Les RefugiesLES RÉFUGIÉS (zur Website)

Kurz nach den Protestaktionen gegen die Einführung der Ein-Euro-Jobs im Oktober 2006 die Band “Les Réfugiés”. Mit ihrer Musik (Afrobeat, Reggae, HipHop) und ihren Texten verarbeiten sie ihre Erfahrungen mit der tristen und menschenfeindlichen Realität des Lagerlebens und der Unsicherheit ihrer Existenz.

 

Cross BeatboxCROSS BEATBOX (zum MySpace-Profil)
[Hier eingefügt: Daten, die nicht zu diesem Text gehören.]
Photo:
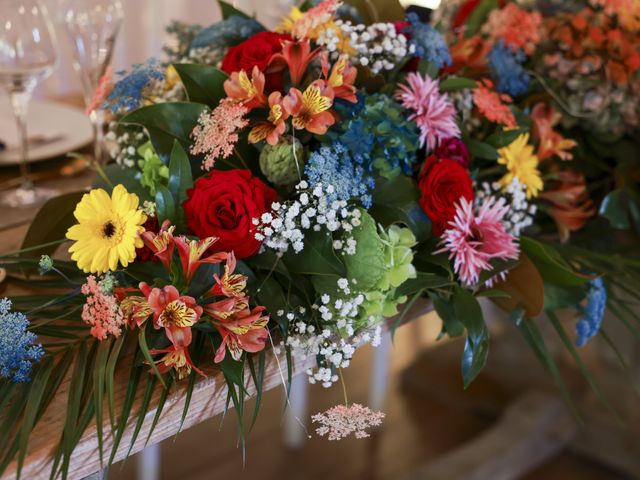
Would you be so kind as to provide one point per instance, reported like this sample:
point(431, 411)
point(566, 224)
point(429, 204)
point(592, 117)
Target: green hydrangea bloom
point(278, 162)
point(154, 171)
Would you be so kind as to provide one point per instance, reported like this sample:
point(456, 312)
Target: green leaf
point(453, 84)
point(227, 10)
point(317, 258)
point(166, 123)
point(368, 265)
point(165, 205)
point(51, 223)
point(551, 265)
point(476, 349)
point(424, 281)
point(396, 201)
point(615, 208)
point(203, 83)
point(482, 150)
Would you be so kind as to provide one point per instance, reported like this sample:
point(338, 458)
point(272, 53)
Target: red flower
point(257, 52)
point(442, 183)
point(224, 205)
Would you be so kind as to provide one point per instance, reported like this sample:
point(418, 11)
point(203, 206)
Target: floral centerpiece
point(288, 192)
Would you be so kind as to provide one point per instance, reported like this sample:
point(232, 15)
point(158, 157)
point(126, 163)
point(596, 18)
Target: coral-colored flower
point(101, 310)
point(248, 91)
point(474, 238)
point(343, 420)
point(105, 87)
point(217, 132)
point(433, 112)
point(492, 105)
point(296, 56)
point(275, 126)
point(342, 77)
point(570, 206)
point(170, 309)
point(310, 110)
point(161, 243)
point(550, 142)
point(517, 27)
point(521, 163)
point(244, 331)
point(191, 253)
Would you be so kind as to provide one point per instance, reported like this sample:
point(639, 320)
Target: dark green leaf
point(203, 83)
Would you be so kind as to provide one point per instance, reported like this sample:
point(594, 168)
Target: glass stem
point(97, 122)
point(20, 102)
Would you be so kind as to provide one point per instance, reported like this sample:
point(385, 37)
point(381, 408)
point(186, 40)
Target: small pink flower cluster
point(217, 132)
point(101, 311)
point(341, 421)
Der 21jährige Cross Beatbox (gebürtig Rami Mardnli) mit libanesisch/syrischen Wurzeln absolvierte seine ersten Auftritte im Jugendhaus Berlin-Kreuzberg, wo er auch seinen Namen “Cross” bekam (als einziger Rechtshänder). Cross´ große Leidenschaften sind das Rappen, Beatboxen und die Bühnenshow, auf der er sein großes Talent als Entertainer ausleben kann und es immer wieder versteht, sein Publikum mitzureißen. Sein Können bewies er bisher als Support-Act bei der Culcha Candela-”Hamma”-Tour 2007 und 2008. Weiterhin konnte er sich auf verschiedenen HipHop-Veranstaltungen und als Vorgruppe von Aventura, Sean Paul, Tommy The Clown u.v.a. beweisen und überzeugte als Aftershow-Act der Black Eyed Peas und bei einem Konzert mit Latino Force.

 

DJ San GabrielDJ San Gabriel (Live Demo / HipHop don’t stop)
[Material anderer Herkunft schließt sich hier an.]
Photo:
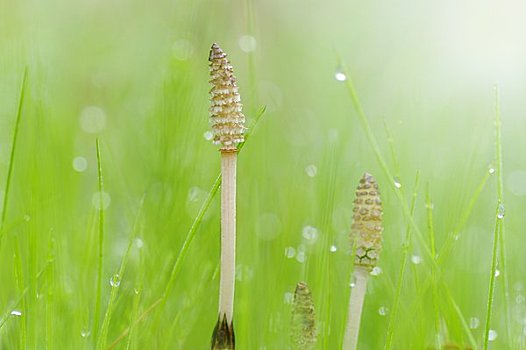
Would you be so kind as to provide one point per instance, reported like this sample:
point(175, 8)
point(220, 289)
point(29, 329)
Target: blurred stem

Der Berliner DJ San Gabriel aka Deejay Brother G legt seit 1988 in Clubs und auf Veranstaltungen in ganz Europa auf. Er vertritt ein eklektisches Musikverständnis, das durch seine Arbeit der letzten 15 Jahre aus einem äußerst reichhaltigen Reservoir schöpft und eine bunte Mischung von Stilen umfasst. Auf seinen Plattentellern finden sich HipHop, Reggae, Dancehall, Latin, RareGroove, Disco, Funk, House, Garage, Electro, Drum & Bass einträchtig nebeneinander. San Gabriel ist ein “crowd-friendly” DJ und spielt nicht nur in den angesehensten Locations Berlins, sondern ist auch in den Clubs von Hamburg, Köln, Frankfurt, München, Zürich, Prag, Budapest und Tel Aviv zuhause. Große Events wie Berlin Love Parade, Zürich Street Parade und Miami Winter Music Conference hat er ebenfalls bespielt. Neben seiner DJ und Produzententätigkeit ist San Gabriel aber auch als Veranstalter der “liveDEMO”  und der Hip Hop Dont Stop Party in Berlin bekannt.

 

Soca TwinsSoca Twins (zur Website)

Die Soca Twins aus Berlin sind nicht nur Deutschlands führende Soca DJs, sondern gelten auch als eines der weltweit besten Soundsystems, wenn es um Soca Musik geht. Auch im karibischen Heimatland der Soca Musik, Trinidad & Tobago, sind sie berühmt und berüchtigt für Ihre Sets. Sie spielten bereits beim Carnival, bei Großveranstaltungen, in diversen Radiosendungen und gaben zahlreiche TV-Interviews. 2008 waren sie die ersten Europäer, die internationale Anerkennung im Soca Business in Form eines Awards erhielten.